The Silkroad Ensemble is a collective of multicultural musicians, founded by Yo-Yo Ma, in 1998, to encourage an artistic and cultural exchange through music.
As migration and immigration in North America expanded in the 19th century, people came from distant lands to be a part of this expansion. As a result, native and indigenous people unwillingly sacrificed their homelands and culture. The immigrants included Chinese, Japanese, and Irish.
Under the direction of award-winning singer-songwriter Rhiannon Giddens—and in the name of peace, mercy, and healing—the concert gives a voice to the songs and stories of these disenfranchised people.
Giddens’ artistic journey couldn’t have been better suited for this project.
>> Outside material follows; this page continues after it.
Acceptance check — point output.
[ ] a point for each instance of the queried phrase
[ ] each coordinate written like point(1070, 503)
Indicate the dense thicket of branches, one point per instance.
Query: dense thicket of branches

As the magazine American Songwriter has succinctly stated, “She is one of the most important musical minds currently walking the planet.”
The Silkroad Ensemble
She recently won a Pulitzer Prize in music for the opera she wrote with Michael Abels and Omar about a 19th century West African Muslim scholar who was sold into slavery in South Carolina. Giddens is one of the co-founders of the legendary Americana-roots bands, The Carolina Chocolate Drops, where she wrote, sang, and specialized in that exotic African instrument, the banjo.
She won her second Grammy in 2022 for Best Folk Album for They’re Calling Me Home, a work that could serve as a score for American Railroad history and its impact on the people who built it. https://rhiannongiddens.com/
The concert captures the essence of her career, which has been focused on to bring to light the songs and stories that weave a more accurate portrayal of the oppression and opposition experienced by those without power or a voice. She has brought history to life through the love and creativity of intensely beautiful music.
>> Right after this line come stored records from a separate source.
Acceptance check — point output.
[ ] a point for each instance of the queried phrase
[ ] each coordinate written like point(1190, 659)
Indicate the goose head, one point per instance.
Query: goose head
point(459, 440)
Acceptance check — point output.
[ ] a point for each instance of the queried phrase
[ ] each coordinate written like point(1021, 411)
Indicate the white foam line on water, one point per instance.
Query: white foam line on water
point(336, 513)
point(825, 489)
One of the key musicians in the ensemble is Japanese-American Kaoru Watanabe (https://www.silkroad.org/artists-kaoru-watanabe). Like Rhiannon Giddens and many of the musicians who have collaborated with the Silkroad Ensemble, he is immersed in the eastern and western musical traditions and innovations. His parents were post World War II immigrants, who were classically trained musicians. In his childhood he was classically trained in the United States, then followed his roots to spend a decade in Japan as an adult to develop his talent on bamboo flutes, such as the shinobue, noh, kan, ryuteki, and Japanese percussion. On stage he is dynamic, inventive, and versatile as he joins in with the Silkroad Ensemble.
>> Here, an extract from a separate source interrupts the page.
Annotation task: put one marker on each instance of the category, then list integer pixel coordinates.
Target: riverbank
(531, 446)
During a recent interview he gave his impression of the mission of the American Railroad concert: “The idea behind the name of the ensemble is the idea that in the old days (the 15th century), the Silk Road was the place where goods, customs, and culture—including stories and music—were traded. It was a bridge between the East and the West. The American Railroad is an extension of that.” He continued, “It’s the story of how the music and rhythms were transferred, but it was not always a pretty picture. With the American Railroad, many communities were devastated by its creation. In this project, we’re trying to see all sides of the story.”
While the advantages were many in the movement of progress from the East to the West—from the Silk Road to the American railway—the consequences of the powerless cultures who supported it have not been written into history until recently. As Watanabe sees it, “We’re telling the story from the viewpoint of those who were on the receiving end of oppression as well as celebrating who we are today as Americans.”
But how does this happen in a musical project? According to Watanabe, the souls of the people they represent through the music come alive in the early stages of research and creation. As the music comes alive—the way he describes it—their souls begin to dance. “We need this to see where the trauma was to understand where the pain, hurt, and anger come from. We recognize that, so we don’t let it happen again and find ways to heal and make right.” As Rhiannon Giddens and Kaoru Watanabe have made clear, the American Railroad Project is about finding the joy and celebration in the humanity lost in time. It is an act of peace.
Amid today’s war-torn and divisive world, peace is not simply the absence of war. Peace is an act of creation that redeems, resurrects, and brings a measure of healing of past injustice, giving voice to those who have long been lost in the shadows of tragedy. The American Railroad and the Silkroad Ensemble embody this as a breathing reality.